# IGF-LR3 AA vs Bac Water



## pieguy (Nov 28, 2011)

Before everybody jumps down my throat, I already know the recommended method of reconstitution for long-term IGF-LR3 storage is .6% AA and backfill with Bac water to reduce the bite. Now my question is, who came up with this idea and where is the scientific proof behind this methodology?

SloppyJ reconstituting with bac water got me questioning how fast IGF-LR3 actually degrades without the AA. If you're shooting 60-80mcg of peptide, your bottle is only going to last you 12-16 days. Is bac water really going to degrade LR3 within 2 weeks? So far, from all the research i've done, the only rationale behind using AA is supplier recommendation without any real scientific backup, so I'm wondering, is this just another broscience myth like T3 messing up your thyroid permanently?

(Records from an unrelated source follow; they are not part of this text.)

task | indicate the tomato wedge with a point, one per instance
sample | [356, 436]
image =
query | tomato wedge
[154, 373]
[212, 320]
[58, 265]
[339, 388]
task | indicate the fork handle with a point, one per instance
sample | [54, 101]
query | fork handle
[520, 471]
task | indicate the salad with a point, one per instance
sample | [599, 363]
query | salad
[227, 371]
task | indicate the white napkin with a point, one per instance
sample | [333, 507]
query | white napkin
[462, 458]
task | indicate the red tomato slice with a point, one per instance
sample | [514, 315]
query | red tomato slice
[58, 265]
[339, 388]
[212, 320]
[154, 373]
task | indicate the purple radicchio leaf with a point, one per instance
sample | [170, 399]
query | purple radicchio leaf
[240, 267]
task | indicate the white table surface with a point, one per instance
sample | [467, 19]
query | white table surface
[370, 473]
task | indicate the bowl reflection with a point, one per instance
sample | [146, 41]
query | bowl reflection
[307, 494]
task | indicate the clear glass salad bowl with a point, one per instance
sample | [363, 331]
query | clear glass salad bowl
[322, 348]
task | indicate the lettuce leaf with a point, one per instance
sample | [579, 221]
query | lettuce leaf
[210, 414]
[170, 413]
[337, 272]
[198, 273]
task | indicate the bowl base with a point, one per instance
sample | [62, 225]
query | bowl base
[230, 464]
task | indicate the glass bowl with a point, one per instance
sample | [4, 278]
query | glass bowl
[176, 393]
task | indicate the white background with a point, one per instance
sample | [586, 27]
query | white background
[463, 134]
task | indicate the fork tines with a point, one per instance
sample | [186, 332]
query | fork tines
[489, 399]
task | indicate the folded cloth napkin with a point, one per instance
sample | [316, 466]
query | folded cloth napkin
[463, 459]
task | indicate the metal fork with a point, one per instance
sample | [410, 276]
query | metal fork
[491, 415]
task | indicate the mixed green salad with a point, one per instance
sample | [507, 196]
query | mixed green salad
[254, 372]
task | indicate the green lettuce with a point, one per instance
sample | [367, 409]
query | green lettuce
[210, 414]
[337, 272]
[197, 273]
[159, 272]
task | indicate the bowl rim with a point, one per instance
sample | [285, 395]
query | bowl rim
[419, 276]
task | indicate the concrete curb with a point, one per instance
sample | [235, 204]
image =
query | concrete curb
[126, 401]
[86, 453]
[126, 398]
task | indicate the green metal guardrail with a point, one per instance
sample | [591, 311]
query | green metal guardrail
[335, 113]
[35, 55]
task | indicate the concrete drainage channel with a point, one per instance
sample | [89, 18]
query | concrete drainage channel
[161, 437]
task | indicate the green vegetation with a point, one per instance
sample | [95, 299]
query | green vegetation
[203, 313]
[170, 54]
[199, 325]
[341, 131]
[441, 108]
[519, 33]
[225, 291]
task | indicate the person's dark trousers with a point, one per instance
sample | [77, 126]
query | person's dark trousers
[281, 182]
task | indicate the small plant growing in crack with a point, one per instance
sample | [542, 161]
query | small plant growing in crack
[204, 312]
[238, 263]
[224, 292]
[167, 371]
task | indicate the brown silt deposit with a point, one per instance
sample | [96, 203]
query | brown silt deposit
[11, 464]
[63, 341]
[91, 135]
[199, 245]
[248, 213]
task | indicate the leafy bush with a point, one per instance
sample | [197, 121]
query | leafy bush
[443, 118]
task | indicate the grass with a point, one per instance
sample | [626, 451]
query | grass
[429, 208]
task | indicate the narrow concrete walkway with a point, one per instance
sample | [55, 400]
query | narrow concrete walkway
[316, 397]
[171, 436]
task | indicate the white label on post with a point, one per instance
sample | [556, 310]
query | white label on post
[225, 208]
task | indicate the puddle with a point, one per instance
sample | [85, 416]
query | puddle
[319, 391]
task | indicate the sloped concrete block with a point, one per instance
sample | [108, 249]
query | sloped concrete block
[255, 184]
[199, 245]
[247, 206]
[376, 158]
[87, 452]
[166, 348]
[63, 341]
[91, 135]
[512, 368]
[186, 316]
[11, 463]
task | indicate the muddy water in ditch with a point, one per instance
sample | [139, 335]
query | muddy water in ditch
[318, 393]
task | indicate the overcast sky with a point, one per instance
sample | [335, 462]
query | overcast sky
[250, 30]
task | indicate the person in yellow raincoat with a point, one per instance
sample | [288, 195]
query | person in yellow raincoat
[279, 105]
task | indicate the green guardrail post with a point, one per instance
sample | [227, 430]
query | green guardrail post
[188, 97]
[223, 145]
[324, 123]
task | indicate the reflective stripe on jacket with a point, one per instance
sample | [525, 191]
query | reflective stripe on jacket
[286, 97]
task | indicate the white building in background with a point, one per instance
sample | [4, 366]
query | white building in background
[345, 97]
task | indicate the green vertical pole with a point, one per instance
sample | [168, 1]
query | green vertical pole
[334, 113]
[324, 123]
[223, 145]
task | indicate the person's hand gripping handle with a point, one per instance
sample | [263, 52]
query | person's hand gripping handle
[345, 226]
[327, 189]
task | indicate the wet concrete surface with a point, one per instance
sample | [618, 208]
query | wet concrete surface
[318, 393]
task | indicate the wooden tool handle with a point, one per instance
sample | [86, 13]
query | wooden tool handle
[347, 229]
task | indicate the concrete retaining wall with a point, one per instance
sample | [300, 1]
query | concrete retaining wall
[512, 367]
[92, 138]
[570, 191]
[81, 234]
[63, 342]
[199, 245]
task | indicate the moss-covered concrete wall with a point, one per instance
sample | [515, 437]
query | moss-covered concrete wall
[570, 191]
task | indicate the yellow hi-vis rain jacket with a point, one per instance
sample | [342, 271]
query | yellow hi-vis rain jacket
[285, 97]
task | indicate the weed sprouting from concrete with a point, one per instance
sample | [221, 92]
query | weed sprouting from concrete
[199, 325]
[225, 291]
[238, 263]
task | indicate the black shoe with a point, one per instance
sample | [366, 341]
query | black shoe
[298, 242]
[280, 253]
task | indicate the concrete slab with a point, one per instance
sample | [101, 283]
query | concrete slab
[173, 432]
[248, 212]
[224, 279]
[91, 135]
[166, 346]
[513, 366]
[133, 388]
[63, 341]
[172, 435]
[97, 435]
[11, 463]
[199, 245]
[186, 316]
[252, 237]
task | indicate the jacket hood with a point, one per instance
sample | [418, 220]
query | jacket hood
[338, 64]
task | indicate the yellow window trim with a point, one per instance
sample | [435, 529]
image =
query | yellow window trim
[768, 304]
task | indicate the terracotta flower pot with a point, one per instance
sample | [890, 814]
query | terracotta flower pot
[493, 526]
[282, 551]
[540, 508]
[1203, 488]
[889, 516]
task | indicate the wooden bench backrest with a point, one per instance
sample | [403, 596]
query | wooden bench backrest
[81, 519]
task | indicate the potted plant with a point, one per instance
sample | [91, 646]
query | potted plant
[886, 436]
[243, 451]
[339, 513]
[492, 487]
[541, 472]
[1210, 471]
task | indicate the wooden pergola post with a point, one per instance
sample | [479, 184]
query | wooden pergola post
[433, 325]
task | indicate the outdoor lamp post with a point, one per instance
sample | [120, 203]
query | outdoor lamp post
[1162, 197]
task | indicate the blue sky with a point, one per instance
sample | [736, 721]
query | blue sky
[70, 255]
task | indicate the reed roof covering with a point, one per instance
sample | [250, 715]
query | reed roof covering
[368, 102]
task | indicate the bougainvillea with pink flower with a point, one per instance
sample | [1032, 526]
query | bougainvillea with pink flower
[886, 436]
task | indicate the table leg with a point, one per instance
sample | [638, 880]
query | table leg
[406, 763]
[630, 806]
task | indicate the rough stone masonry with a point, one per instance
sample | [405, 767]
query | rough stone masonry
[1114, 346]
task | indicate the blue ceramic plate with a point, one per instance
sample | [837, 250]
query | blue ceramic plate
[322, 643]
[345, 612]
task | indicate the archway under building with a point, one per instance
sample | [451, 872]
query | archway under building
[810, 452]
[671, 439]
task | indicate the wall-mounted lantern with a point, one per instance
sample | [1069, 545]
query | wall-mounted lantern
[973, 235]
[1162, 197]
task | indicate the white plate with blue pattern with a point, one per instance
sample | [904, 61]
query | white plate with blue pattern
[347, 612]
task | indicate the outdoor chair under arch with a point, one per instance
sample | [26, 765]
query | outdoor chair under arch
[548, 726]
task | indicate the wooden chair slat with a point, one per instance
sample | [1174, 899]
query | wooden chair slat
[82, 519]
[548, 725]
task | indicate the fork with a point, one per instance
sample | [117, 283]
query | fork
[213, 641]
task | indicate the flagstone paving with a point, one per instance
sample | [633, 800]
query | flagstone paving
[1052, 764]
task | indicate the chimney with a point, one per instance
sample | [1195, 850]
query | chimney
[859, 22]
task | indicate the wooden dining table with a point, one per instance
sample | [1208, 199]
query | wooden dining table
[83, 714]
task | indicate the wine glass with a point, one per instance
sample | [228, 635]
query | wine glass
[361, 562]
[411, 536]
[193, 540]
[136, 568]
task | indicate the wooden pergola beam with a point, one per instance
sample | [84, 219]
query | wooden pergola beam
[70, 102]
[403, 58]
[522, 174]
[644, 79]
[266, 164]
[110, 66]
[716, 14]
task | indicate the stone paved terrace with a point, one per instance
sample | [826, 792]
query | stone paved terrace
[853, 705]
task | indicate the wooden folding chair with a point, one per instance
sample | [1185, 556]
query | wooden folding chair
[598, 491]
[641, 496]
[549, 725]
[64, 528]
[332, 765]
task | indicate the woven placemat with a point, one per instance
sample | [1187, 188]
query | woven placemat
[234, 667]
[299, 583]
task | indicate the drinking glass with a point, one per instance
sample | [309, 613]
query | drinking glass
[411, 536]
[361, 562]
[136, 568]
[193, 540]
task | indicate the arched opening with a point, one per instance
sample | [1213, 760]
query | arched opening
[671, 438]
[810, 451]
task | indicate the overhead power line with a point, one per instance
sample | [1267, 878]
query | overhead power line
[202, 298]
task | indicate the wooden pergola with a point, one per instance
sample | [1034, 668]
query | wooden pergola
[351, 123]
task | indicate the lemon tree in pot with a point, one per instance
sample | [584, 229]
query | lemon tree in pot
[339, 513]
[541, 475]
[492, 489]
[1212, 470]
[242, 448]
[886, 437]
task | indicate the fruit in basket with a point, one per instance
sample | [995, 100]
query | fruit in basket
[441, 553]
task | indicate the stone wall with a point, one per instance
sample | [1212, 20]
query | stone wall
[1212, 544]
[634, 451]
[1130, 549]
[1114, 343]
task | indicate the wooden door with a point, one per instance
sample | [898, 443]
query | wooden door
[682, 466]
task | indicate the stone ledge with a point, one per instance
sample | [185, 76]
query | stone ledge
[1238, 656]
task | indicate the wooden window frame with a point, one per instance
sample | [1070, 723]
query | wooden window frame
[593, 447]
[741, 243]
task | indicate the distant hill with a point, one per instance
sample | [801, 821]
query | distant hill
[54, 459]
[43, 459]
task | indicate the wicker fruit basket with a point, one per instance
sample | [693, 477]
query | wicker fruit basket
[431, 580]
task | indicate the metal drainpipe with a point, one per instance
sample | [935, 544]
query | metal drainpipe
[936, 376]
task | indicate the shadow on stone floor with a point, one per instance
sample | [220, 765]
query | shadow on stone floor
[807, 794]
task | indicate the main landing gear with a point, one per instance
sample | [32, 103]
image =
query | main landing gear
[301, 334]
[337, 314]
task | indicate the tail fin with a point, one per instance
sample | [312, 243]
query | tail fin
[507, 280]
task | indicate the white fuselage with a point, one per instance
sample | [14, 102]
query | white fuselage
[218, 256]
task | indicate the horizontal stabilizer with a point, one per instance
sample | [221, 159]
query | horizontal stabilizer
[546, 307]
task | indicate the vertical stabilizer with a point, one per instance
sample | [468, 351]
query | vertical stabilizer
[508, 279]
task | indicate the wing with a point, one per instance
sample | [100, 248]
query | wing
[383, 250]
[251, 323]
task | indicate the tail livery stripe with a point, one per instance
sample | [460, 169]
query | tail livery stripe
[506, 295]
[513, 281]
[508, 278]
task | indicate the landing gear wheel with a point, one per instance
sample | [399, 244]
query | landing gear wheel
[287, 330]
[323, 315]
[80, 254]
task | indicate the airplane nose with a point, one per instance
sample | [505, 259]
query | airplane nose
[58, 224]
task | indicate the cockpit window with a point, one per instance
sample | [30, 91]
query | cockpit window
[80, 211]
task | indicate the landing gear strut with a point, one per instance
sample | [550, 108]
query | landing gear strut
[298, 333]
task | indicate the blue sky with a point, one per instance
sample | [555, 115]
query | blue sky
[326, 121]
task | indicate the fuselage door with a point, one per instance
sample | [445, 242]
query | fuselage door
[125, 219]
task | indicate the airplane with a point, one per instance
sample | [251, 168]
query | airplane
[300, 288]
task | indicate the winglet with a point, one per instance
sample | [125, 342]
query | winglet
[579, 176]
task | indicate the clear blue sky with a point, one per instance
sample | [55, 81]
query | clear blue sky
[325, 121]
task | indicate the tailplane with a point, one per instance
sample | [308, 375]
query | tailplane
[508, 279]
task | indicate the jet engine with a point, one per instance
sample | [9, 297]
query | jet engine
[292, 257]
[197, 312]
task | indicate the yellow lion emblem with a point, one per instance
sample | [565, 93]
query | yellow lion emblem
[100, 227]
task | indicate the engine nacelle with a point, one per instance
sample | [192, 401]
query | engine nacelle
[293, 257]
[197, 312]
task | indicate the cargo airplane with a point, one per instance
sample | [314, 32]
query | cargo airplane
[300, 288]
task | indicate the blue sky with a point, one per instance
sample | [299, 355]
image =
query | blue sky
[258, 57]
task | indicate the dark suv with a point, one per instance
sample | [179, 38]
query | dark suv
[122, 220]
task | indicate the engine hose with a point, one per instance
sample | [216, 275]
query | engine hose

I vaguely remember reading that the reason why suppliers recommended AA recon is because certain chinese IGF-LR3 sources often would not fully reconstitute in bac water. But with all the new USA made suppliers pushing higher purity, is this even a problem? As long as you're not using crap, bac water seems like the most logical, easy choice if you're pushing a heavier injection.


----------



## lsutops (Nov 28, 2011)

pre-fill all your slin pins, then freeze them. That as needed. No more BA vs AA problem.

Another option is to start w/ BA for reconstitute, if it doesn't fully dissolve, add AA until it does, then dose accordingly.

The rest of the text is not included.